Aos 55 anos, o executivo Eduardo Marson Ferreira acumula uma grande experiência em gestão nos setores de alta tecnologia, aviação e defesa. Por quase 14 anos esteve à frente das principais empresas do Grupo Airbus no Brasil, entre elas a Helibras, única fabricante de helicópteros da América Latina. Nesse período, conviveu com a euforia do “Brasil Grande” e com a crise orçamentária do governo Dilma Rousseff, com a construção e a desconstrução de grandes projetos nacionais. Até outubro passado esteve na presidência da Fundação Ezute, criada há mais de 20 anos como Fundação Atech para ser a entidade integradora da Sistema de Vigilância da Amazônia (SIVAM), um dos mais ambiciosos programas de controle do espaço aéreo e defesa aérea do mundo à época. Com a experiência adquirida no SIVAM, a Ezute acumulou conhecimento que permitiu sua participação na concepção e desenvolvimento de outros importantes projetos civis e militares, como o Sistema de Gerenciamento da Amazônia Azul (SisGAAz), o Bilhete Único de São Paulo, o sistema de combate dos submarinos do PROSUB e o SISFRON, Sistema de Vigilância das Fronteiras, que foi um dos temas mais citados durante a campanha presidencial por todos os candidatos.
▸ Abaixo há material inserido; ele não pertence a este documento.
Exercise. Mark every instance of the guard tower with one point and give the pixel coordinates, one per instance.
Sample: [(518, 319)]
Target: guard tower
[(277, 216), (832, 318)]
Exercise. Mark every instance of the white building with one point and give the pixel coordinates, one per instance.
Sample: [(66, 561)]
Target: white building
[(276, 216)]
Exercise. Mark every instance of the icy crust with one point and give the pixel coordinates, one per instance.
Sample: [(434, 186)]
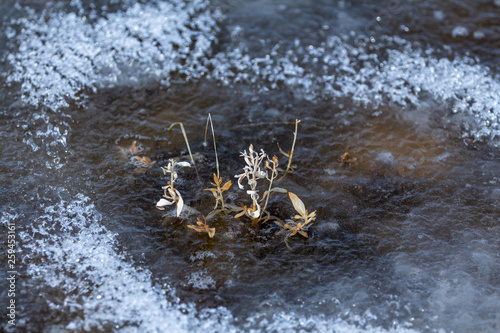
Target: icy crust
[(165, 41), (396, 73), (68, 249), (62, 54)]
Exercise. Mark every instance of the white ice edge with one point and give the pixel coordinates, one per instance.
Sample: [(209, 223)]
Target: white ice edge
[(69, 249), (58, 58)]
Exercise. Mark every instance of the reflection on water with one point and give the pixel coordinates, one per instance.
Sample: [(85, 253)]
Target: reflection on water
[(405, 239)]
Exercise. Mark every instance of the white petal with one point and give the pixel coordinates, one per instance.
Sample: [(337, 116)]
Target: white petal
[(183, 164), (163, 203)]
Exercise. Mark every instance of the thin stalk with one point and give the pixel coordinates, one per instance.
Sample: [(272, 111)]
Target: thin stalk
[(215, 145), (293, 145), (185, 139), (267, 198)]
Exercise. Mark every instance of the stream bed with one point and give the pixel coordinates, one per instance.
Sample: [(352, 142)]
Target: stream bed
[(406, 238)]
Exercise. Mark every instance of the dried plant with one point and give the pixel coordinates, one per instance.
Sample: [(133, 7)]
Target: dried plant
[(171, 195), (144, 161), (294, 225), (347, 159), (202, 226), (289, 167), (217, 190), (271, 175), (252, 172)]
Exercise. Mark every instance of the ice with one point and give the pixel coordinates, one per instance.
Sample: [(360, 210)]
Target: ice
[(68, 249), (61, 54), (74, 253)]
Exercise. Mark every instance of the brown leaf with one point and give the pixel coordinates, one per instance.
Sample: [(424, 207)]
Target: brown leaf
[(226, 186)]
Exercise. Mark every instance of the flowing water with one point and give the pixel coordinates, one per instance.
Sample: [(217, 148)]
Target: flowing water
[(406, 239)]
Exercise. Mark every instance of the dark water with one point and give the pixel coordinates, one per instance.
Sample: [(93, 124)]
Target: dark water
[(406, 238)]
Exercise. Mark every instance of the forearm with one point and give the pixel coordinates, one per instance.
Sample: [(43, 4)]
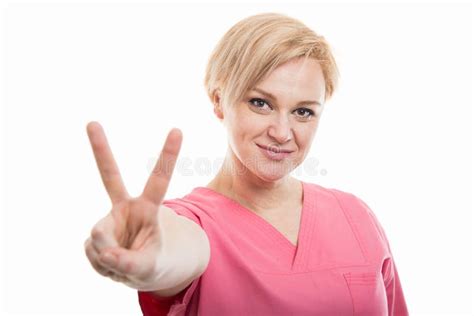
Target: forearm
[(184, 253)]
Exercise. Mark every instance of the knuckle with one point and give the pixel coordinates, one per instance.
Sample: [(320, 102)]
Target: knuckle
[(97, 233)]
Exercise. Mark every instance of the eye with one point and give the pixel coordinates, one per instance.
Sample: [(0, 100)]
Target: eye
[(258, 103), (304, 113)]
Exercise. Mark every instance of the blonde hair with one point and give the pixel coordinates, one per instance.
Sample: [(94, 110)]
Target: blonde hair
[(258, 44)]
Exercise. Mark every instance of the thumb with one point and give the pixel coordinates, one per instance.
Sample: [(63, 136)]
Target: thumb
[(127, 261)]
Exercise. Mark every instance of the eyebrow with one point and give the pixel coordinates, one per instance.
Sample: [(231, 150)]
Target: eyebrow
[(271, 96)]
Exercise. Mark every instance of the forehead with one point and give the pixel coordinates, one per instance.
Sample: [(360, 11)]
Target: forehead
[(300, 78)]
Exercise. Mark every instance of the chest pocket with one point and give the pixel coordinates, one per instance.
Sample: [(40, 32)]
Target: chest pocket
[(368, 294)]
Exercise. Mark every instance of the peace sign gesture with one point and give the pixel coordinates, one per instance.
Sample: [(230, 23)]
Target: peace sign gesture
[(126, 244)]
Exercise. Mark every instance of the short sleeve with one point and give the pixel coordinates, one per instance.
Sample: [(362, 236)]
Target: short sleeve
[(179, 207), (150, 304), (393, 287)]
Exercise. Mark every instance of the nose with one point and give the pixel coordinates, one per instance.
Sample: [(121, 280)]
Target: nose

Hoje preside o Conselho Consultivo e Estratégico da Fundação, consolidando uma trajetória que, a par da função executiva, o qualificou como requisitado conselheiro profissional. Esse caminho foi iniciado com a presidência do Conselho da Associação Brasileira da Aviação Geral (ABAG) e com a participação em outras entidades do setor. Seus colegas de mercado sempre destacam como pontos fortes de Marson sua obstinação, o pensamento estratégico e a capacidade de montar e motivar equipes eficientes nas organizações por onde passou. Sobre o mundo da gestão da tecnologia, Marson Ferreira conversou com AméricaEconomia.

Acompanhe a entrevista:

AméricaEconomia – Você acumula grande experiência na gestão de projetos estruturantes de base tecnológica. Como foi seu envolvimento com esses processos de gestão estratégica e que lições você tirou para a sua trajetória como executivo?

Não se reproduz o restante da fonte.